Critics often say that socially conscious investors are anti-business; that we want to dismantle capitalism. On the contrary, we love business! Investors ourselves, we need profitable businesses to grow our portfolios -- to pay for college and secure our retirement, among other financial goals. We simply recognize the strong economic forces that support a more sensitive approach to business. Capitalism in its truest form may well be the socially responsible kind.
Steve
Caring Capitalism
Capitalism has proved an incredible boon to society. Thanks to capitalism's emphasis on competition, we've reaped the benefits of increased productivity and the continuous pursuit of innovation and research. But capitalism can have its dark side -- in the short-sightedness that sometimes allows unscrupulous companies pollute the air we breath and the water we drink or exploit workers and communities with no thought for the future.
Fortunately, in recent years, the market (fueled by capitalists) has begun to notice and reward the more responsible corporate citizens. Even an investor who would never consider himself "socially conscious" is likely to avoid investing in a company that uses slave labor to produce products for export, no matter how profitable it might be at the time. And most investors today will steer clear of a company that dumps toxic waste into the nearest river -- neatly avoiding the stock devaluation likely to come when that company becomes embroiled in a government lawsuit.
While a well-managed company does not guarantee good stock performance, we know that management's behavior can have a powerful influence on the company's long-term growth potential. In the U.S. and Western Europe, typically some 80% of the market value of company stock is based on intangibles such as reputation, good will, and expectations of cash flows beyond the next three years.

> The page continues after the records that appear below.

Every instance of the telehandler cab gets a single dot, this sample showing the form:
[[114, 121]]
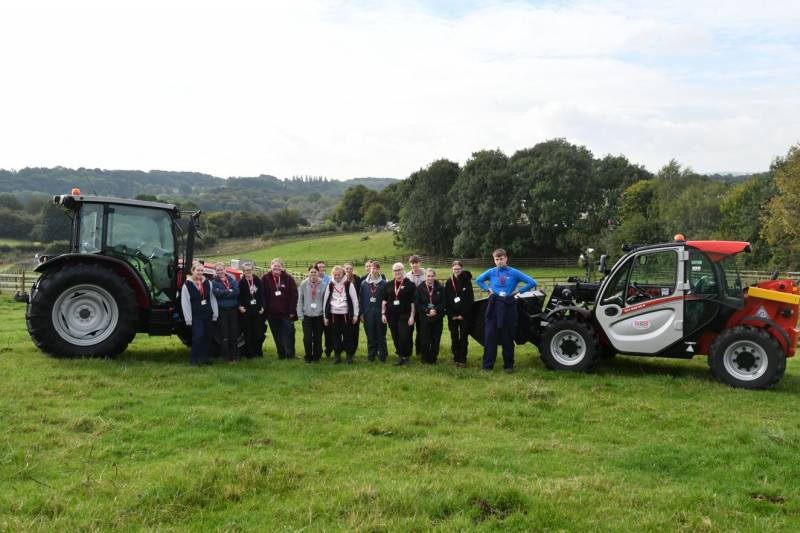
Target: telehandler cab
[[677, 299]]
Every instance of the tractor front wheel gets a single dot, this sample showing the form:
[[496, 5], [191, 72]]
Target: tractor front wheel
[[569, 345], [747, 357], [82, 310]]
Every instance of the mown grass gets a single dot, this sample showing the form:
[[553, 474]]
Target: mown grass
[[147, 442]]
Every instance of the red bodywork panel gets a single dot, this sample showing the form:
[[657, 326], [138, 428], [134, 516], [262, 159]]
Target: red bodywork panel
[[718, 250], [783, 328]]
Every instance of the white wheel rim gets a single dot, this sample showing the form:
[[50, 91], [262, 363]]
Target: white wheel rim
[[568, 347], [745, 360], [85, 315]]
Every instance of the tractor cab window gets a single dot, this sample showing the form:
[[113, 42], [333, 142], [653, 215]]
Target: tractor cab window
[[615, 293], [653, 275], [143, 237], [702, 277], [91, 233], [733, 281]]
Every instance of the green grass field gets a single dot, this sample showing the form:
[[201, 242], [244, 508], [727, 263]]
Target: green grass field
[[147, 442]]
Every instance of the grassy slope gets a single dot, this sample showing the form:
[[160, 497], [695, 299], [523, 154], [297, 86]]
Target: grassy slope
[[146, 441]]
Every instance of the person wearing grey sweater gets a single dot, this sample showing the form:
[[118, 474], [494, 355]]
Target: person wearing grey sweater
[[309, 312]]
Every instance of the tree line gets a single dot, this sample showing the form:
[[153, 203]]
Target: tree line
[[557, 198]]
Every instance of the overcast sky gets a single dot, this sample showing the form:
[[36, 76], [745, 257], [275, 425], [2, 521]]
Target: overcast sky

Increasingly, individual and institutional investors are finding that the qualitative analysis applied by social researchers can help identify the best-run companies with the best longer-term investment potential.
That's why good corporate citizenship -- often termed "corporate social responsibility" or "CSR" -- has become a smart business priority for many companies. A focus on short-term cost cutting and profit maximization often results in management neglecting longer-term opportunities and challenges, including societal pressures, the trust of customers, and building competent and loyal staff. There is an impressive and growing body of evidence that supports the notion that the more responsibly a company is managed, the more profitable it is over the long term.

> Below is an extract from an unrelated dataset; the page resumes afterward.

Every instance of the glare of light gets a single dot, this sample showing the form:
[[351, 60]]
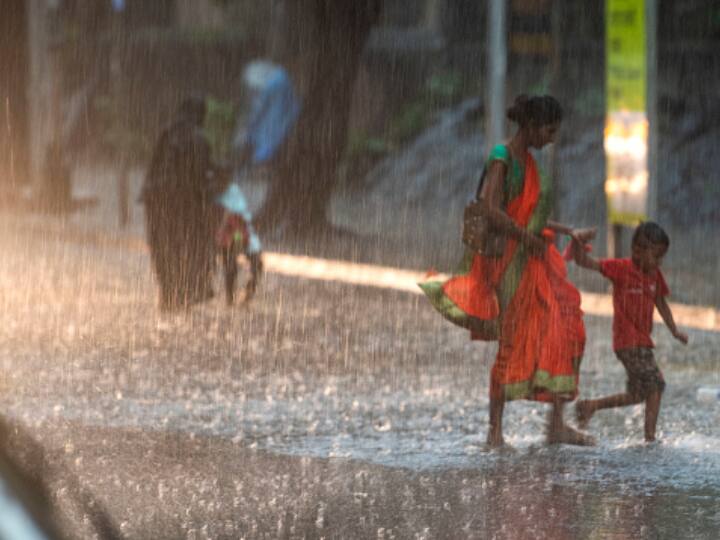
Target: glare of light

"Corporate social responsibility is not a fad. In fact, there are structural reasons why this is happening and happening so widely," said Angel Cabrera, president of Thunderbird at the Garvin School of International Management, at a March 2005 briefing at the State Department's Foreign Press Center in Washington, D.C.

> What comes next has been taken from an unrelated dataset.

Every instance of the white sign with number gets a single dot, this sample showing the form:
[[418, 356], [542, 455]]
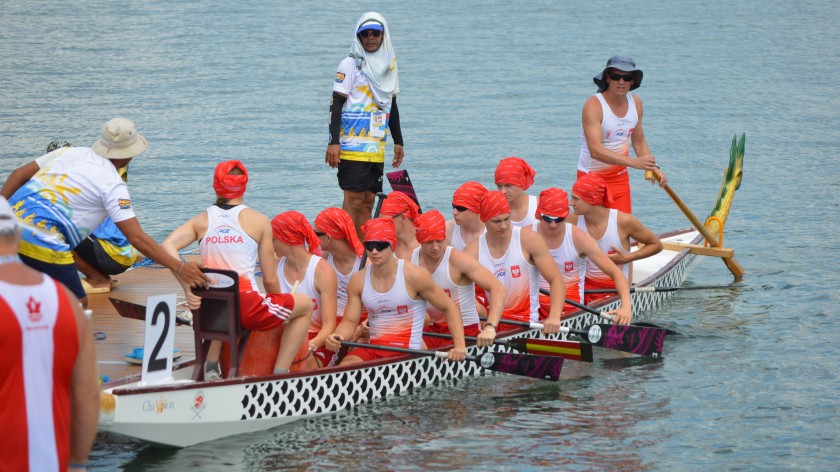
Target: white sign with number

Most companies are finding that good corporate citizenship can bring long-term financial rewards, as long as certain conditions are met, Cabrera said. The first condition is that social and environmental projects must relate to a firm's core business. It is a matter of "actually using what the company is good at" and translating that expertise into good works. Examples include software companies donating products to schools in developing countries and transportation firms providing the logistics for food deliveries to needy areas.
Second, social projects must promote the company’s competitiveness over time by creating a better business environment. "The next billion personal computers are not going to be sold in the U.S. and Western Europe," Cabrera said. Those companies that actively promote development in poor communities and help create large new middle classes will be “the first ones who are going to profit.”
Third, good corporate citizenship must permeate the entire business structure so that all employees -- not just top managers -- have a stake in the outcome. Among other benefits, companies often use their good reputations as a way to attract top graduates of business schools.
Companies today are more sensitive to their public images and more vulnerable than ever before to pressure from investors and the public at large. Meanwhile, investors and consumers have begun to exercise their power to shape the world they live in through their purchasing decisions. The result? The growing prominence of global brands and the use of the internet to spread information and allow consumers and activists to organize is catalyzing the shift away from
caveat emptor (“buyer beware”) toward a more caring form of capitalism.
I first heard the term “caring capitalism” uttered by Ben Cohen, founder of Ben & Jerry’s, about 15 years ago. This idea has stuck with me as the most succinct vision statement that I have ever heard for the world that those of us engaged in responsible investing want to create.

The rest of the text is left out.